Alan Sugar is back on television screens this month with a new series of The Apprentice for BBC. Meanwhile, former host of The Apprentice in the US and the world's most odious would-be politician, Donald Trump, continues to make women, babies and hairdressers weep at an alarming rate as the presidential election nears.
But what of the former host of the Irish version of The Apprentice, motor industry legend Bill Cullen? I'm happy to report he is still bouncing about the place like a rubber ball. The financial crisis might have robbed him of his fortune, but not of his ability to deliver his well-honed Penny Apples shtick and tell dodgy jokes.
Cullen, along with his long-time companion Jackie Lavin, was in Rathmines College in Dublin on Tuesday morning for a breakfast meeting to accept its alumnus award for outstanding contribution to industry.
Fight with banks
At 74 and after a gruelling and well-publicised fight with his banks, Cullen could be forgiven if he were to flip us all the bird, slink off somewhere warm and kick back to while away the days sipping tea and watching Alan Sugar on the telly.
Perhaps he can’t afford to or maybe just doesn’t fancy it. But Cullen can’t stay off the pitch.
You can’t fake energy, and the spry septuagenarian seems genuinely to pump himself up once he launches into his oft-told story about growing up in the Dublin tenements and working his way to the top.
The recession is long-since over, and the State is back in the grip of a new, but less smug, boom. The wreckage of the last crash, meanwhile, has been sifted through and picked over by a cacophony of vultures of every shape and hue. But unless you were personally affected by business insolvency, it is easy to forget that the multitude of business failures of the last crash left in their wake a large number of previously prominent people who lost almost everything.
What must it feel like, years afterwards, to be one of those who pretty much lost it all while the rest of the State has moved on?

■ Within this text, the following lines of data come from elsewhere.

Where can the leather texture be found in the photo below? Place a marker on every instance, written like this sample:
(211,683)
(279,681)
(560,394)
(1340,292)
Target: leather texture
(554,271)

Bloody-mindedness as virtue
The occasional reappearance of flawed, but still thoroughly decent, characters such as Cullen should serve as reminders that resilience and sheer bloody-mindedness are virtues that ought to be valued more in this State.
His company’s creditors lost out, but so, too, did Cullen. He was a television star with the profile and status to match. His Glencullen motor group was turning over €300 million at the height of the boom. He co-owned the swish Muckross Park hotel in Kerry and had the vast property portfolio expected of successful people in those times. It’s all gone.
Lavin, a successful businesswoman in her own right, has also lost much since things went financially awry for herself and Cullen. She has joined Cullen in the septuagenarian club, turning 70 last month. A nice age to put your feet up.
Yet both she and Cullen have dusted themselves off and are trying to forge a new, more modest path in business with Bill Cullen Premier Cars, a no-frills SsangYong dealership on the Naas Road.
I don’t know many couples who would have the courage to do similar, given the circumstances.
Characteristic quips
Listening to Cullen give a speech as he accepted his award in Rathmines, it sounded just like the old days. At times, the very old days: he made a humorous but borderline quip about Muhammad Ali that would infuriate today's PC brigade. And when a woman in the audience asked him whether women could "have it all" at home and in work, he responded that, sure, didn't his mother have it all 60 years ago when "she went to work carrying a baby on each tit".
But at least Cullen was there, and in fighting spirit, and not hiding under his duvet simpering about what might have been.
Just one complaint: he made no mention, not even a passing reference, to his very public travails with the receivers and the banks, such as the €8 million judgment obtained by Danske. Those chapters, and his ability to bounce back, are as valuable and interesting a part of the Bill Cullen story as any of his folksy anecdotes about tenement life.
Footnote
What a bewildering statement on media ownership issued in the name of Denis O'Brien this week, in response to a Sinn Féin-commissioned report on media plurality. The pointed missive, distributed by his long-time spokesman James Morrissey, was 866 words – Ulyssesian for a billionaire who rarely says much to the Irish media companies he doesn't own.
But what did it all mean, exactly?
It wasn’t immediately discernible, but O’Brien’s central point appeared to be that everybody else is wrong about his huge influence over the Irish media. Which means he must be right?
He tried to deflect attention on to RTÉ, pointing out that there should be more focus on the broadcaster due to its position as the largest media entity in the State. This misses the point when it comes to media plurality: RTÉ is not one man, with one set of priorities and a multitude of other business interests, the close scrutiny of whom is firmly in the public interest .
It is correct and proper that O'Brien is subjected to more scrutiny than any other business person in Ireland, given the level of financial power and influence he can wield, even over the State. He is suing the Oireachtas in relation to legal privilege afforded to elected politicians, let's not forget.
He then suggests that Irish journalists are not “objective” when they write about him because they are trying to “undermine” him as a media competitor because the industry’s landscape is “bleak”.
And it may get bleaker, which makes diversity of opinion all the more important.